Page 40 of Sassy & Sixty
Ten minutes and two fortifying cups of Earl Grey later, Lisa had calmed down enough to explain the situation. She’d agreed to write his book because she admired him professionally, but she also did quite fancy him, and their meetings to discussnarrative flow and chapter structure had resulted in romance developing between them.
"He's not even married!" Lisa wailed. "We weren't doing anything wrong. But now the press is making it sound like I'm some kind of... of..."
"Cougar?" Rosie supplied helpfully.
Lisa glared at her. "I was going to say 'homewrecker,' but thank you for that delightful image."
Before Rosie could apologise, the doorbell rang. She opened it to find the rest of the Sensational Sixties Squad on her doorstep, each looking more frazzled than the last.

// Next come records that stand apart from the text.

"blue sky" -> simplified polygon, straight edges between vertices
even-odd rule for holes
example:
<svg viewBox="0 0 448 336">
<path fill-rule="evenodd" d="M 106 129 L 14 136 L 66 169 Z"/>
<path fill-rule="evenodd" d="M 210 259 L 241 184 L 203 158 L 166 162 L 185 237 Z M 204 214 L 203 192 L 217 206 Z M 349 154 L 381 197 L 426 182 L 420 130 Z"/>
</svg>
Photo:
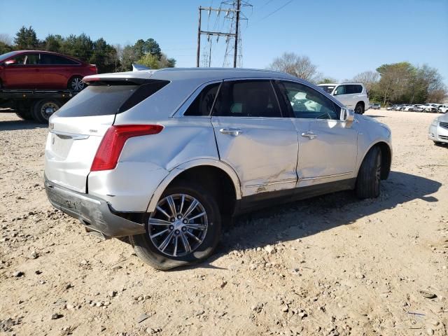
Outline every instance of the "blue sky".
<svg viewBox="0 0 448 336">
<path fill-rule="evenodd" d="M 152 37 L 177 66 L 194 66 L 197 7 L 220 1 L 13 2 L 0 0 L 0 34 L 13 36 L 22 25 L 31 25 L 40 38 L 85 32 L 122 45 Z M 248 20 L 241 24 L 245 67 L 265 68 L 290 51 L 309 56 L 324 75 L 343 80 L 384 63 L 408 61 L 438 69 L 448 85 L 448 0 L 250 2 Z M 206 29 L 206 15 L 202 22 Z M 212 14 L 209 28 L 214 22 Z M 221 39 L 214 47 L 212 65 L 221 66 L 223 54 Z"/>
</svg>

"We came as soon as we saw the news," Emma announced. “There’s a hell of a lot of journalists out there. Did you know?”
“Yeah. I had an idea,” said Lisa.
For the next hour, Rosie's living room became a war room.
“Does he not have any advisers? Can’t they tell you what to do?”
“Nope. Noone seems interested in my welfare at all. I knew this, of course. They just want to protect him from any fall-out. Noone gives a toss about the woman whose house is surrounded.”
“We care,” said Julie. “We all care a lot.”
“I know,” said Lisa. “I’m lucky to have such amazing friends. You’re all wonderful. It’s just disappointing that of all the advisers in the entire British government, not one person is interested in advising me.
“Actually, it’s worse than that…not one person has given a second thought to me or that I am caught up in this as well.”
“I remember when you wrote speeches for that famous actor and it was the same then,” said Emma. “He had about 50 million people on speed dial and none of them were interested in you.”
“You had an affair with a famous actor?”
“No, no. But it gave me an insight to what fame does to people and the power it has. I remember walking up to a door with him, people would rush to open it for him then let it close in my face. We’d walk towards a taxi and the driver would take his bag and carry it while I was left struggling with fine. Fame is an odd thing…it attracts interest and help, money and hangers on. People like being part of it. They’re blinded by it.”
As Lisa spoke, her phone rang. “It’s him. Listen, I’ll have to get this,” she said.
The women stood still while Lisa muttered a succession of ‘yes’, ‘no’ and ‘I don’t know’. Eventually she put the phone down and turned to them.
“I need to get to the little layby near Esher station,” she said.
“It’s about a 10minute walk,” said Catherine to the astonishment of everyone.
“She can’t walk down the street, there are about a dozen photographers outside,” said Rosie. “We need a plan. We need to be like Cagney and Lacey.”
“Oh my God, I loved that sow,” said Emma.
“Right. My car is parked behind the house. We can reach it by going through the back garden, but someone will need to distract them at the front,” said Rosie. “I’ll have to come round onto the main road and there’s only one way to do that…it takes me right passed them. We need them to be otherwise occupied or they might spot me.”
“Sure,” said Emma. “We can think of ways to distract them.”
Rosie should have known, in that moment, that things were going to drift seamlessly from the ridiculous to the utterly absurd.
Ten minutes later, Rosie and Lisa were poised by the door leading out of the sitting room and into the garden. It was a small garden with a gate on the end which led out to a string of garages. Rosie never used her garage. When she and Derek hadlived together it was a store for a wide range of tools that she never understood the use of and her husband never used. Now it was a store for all of his things that he didn’t take when he left. She’d asked him to take it several times in the past, and now it just sat there, presumably damp, covered in mould and no use to anyone.
Instead her car was parked directly at the bottom of her garden…easy to slip into and unlikely to be spotted until they were on the main road and going past the media scrum.
She looked at Lisa. “OK?’
“Yes. Thanks so much for this.”
“My pleasure,” said Rosie. “I’ll just check that everyone is in the right place and ready to go.”